Salah satu contohnya, ia menyinggung soal pembayaran gaji, bukan soal nominal, namun soal keterlambatan.
"Dulu gaji tepat waktu, tanggal 1 harus turun kalo sekarang tanggal 5, 2, 3, 4 baru turun. Saya kan ngontrak tiap tanggal berapa harus bayar kontrakan, kalau telat tiga hari, empat hari kan ditanyain yang punya kontrakan," katanya.
"Kalau dulu, PPSU itu anak emasnya Ahok itu," imbuh dia.
Pasukan Oranye Bukan Mesin Pencitraan
Anies Baswedan angkat bicara soal kritik kinerja dan keberadaan petugas PPSU khususnya Pasukan Oranye yang jarang terlihat di Ibu Kota.
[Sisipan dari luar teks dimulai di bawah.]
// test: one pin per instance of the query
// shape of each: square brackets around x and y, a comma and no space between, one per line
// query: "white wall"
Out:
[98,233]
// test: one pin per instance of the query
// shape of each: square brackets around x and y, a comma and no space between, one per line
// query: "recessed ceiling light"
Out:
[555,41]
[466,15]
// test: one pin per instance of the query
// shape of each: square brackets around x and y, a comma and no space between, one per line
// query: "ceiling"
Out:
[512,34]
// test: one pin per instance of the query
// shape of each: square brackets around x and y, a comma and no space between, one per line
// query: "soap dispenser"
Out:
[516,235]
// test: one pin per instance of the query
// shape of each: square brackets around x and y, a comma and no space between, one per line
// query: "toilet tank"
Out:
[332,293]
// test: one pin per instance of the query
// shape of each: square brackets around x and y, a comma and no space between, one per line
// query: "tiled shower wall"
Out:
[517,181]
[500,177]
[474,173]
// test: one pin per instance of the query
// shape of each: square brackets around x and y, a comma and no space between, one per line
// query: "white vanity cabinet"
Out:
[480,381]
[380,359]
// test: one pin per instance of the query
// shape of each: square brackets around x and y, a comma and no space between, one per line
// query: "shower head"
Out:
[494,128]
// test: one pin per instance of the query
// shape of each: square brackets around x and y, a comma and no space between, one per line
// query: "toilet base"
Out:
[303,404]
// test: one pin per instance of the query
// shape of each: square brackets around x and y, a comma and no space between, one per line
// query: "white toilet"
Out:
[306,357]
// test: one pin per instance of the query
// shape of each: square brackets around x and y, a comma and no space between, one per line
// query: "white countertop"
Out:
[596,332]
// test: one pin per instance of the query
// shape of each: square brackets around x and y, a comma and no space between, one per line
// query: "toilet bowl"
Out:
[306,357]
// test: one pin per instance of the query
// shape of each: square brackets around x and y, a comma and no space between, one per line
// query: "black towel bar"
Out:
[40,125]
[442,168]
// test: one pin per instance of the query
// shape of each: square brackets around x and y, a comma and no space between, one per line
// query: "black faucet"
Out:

"Bukan terlihat atau tidak. Anda harusnya bilang gini, 'Pak Anies Jakartanya kotor atau bersih?'" kata Anies, Minggu (9/10).
Mantan Mendikbud ini menegaskan pasukan oranye bekerja sesuai waktu dan tempat yang dibutuhkan. Dia menegaskan pasukan oranye bukanlah mesin pencitraan.
"Kalau terlihat atau tidak itu kan keterpandangan, ini bukan mesin pencitraan, ini mesin yang bekerja membersihkan. Mereka bekerja di tempat-tempat, di waktu-waktu yang sesuai dengan kebutuhan," ucapnya.
Anies lantas menyindir kepemimpinan sebelumnya yang menurutnya pasukan oranye sengaja ditampilkan untuk sebuah pencitraan.
"Dulu pernah begitu, dipasang di jam-jam yang keliatan, kalau kami tidak. Kami bekerja supaya Jakarta bersih, Jakarta nyaman. Bukan sebagai alat untuk pencitraan ya," tutur Anies.